Rachel asked, obviously frustrated with me.

  “I don’t care if he looks like Chewbacca—”

  “Chewbacca is adorable compared to him. He never brushes his teeth,” she said.

  “Regardless. It wasn’t nice of Mary to tell him that, but you just can’t go and punch her,” I said. “That’s not appropriate behavior.”

  “Fine,” she said. I could just see her on the other end of the phone tapping her feet and rolling her eyes heavenward.

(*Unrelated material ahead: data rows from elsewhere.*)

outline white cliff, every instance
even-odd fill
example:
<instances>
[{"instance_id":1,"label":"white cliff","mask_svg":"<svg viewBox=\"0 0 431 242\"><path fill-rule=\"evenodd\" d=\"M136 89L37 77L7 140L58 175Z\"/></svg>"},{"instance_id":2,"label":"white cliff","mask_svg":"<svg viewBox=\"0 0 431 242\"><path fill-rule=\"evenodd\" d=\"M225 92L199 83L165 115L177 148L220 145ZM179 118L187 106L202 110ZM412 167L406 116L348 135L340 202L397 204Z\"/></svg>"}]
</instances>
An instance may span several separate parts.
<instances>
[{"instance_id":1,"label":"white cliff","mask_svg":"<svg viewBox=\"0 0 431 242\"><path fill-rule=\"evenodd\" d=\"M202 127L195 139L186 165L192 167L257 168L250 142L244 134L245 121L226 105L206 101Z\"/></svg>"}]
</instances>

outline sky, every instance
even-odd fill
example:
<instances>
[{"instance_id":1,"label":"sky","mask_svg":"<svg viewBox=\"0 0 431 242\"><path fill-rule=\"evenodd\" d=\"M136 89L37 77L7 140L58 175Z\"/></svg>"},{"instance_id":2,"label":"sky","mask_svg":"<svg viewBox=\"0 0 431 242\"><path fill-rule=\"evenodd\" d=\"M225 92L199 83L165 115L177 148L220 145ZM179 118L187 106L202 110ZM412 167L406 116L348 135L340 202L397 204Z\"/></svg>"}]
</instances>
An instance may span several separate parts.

  What I couldn’t figure out was why Rudy hadn’t grounded her. I guessed he was waiting for me to lay down the punishment. The more Rachel and Mary began acting like sisters, the more Rudy sort of let me decide the appropriate punishment for things. I’m not sure I appreciated my new responsibility.

  “Let me talk to your grandma,” I said.

  “Hello,” my mother said.

  “Hey, Mom,” I said. “So Rudy’s at the ball game?”

  “Yeah. He got two free tickets from his boss, and so he took Chuck Velasco,” she explained.

  “Oh,” I said. “Tell him I called.”

  “You sound down,” she said.

  “I am,” I answered. “I called because I was missing him and the girls really bad, and I get attacked by two quarreling children. Then the man of my dreams is off at the ball game.”

  “Poor thing,” she said in an overly pitying tone of voice.

  “Exactly,” I said. “I’m feeling very vulnerable.”

  “You’ll get over it,” she said. “You always do.”

  “Gee, thanks. Mom.”

  “So . . . how’s the visit going?”

  “Good,” I said. “Clarissa died in her sleep, we think, or she may have been suffocated. She left me the boardinghouse plus ten acres and everything in it, and Norville Gross was attacked by a panther, we think, or somebody could have hacked him up. He didn’t survive. All in all it’s been a fairly exciting vacation.”

  My mother was quiet on the other end. “You’re not joking,” she said.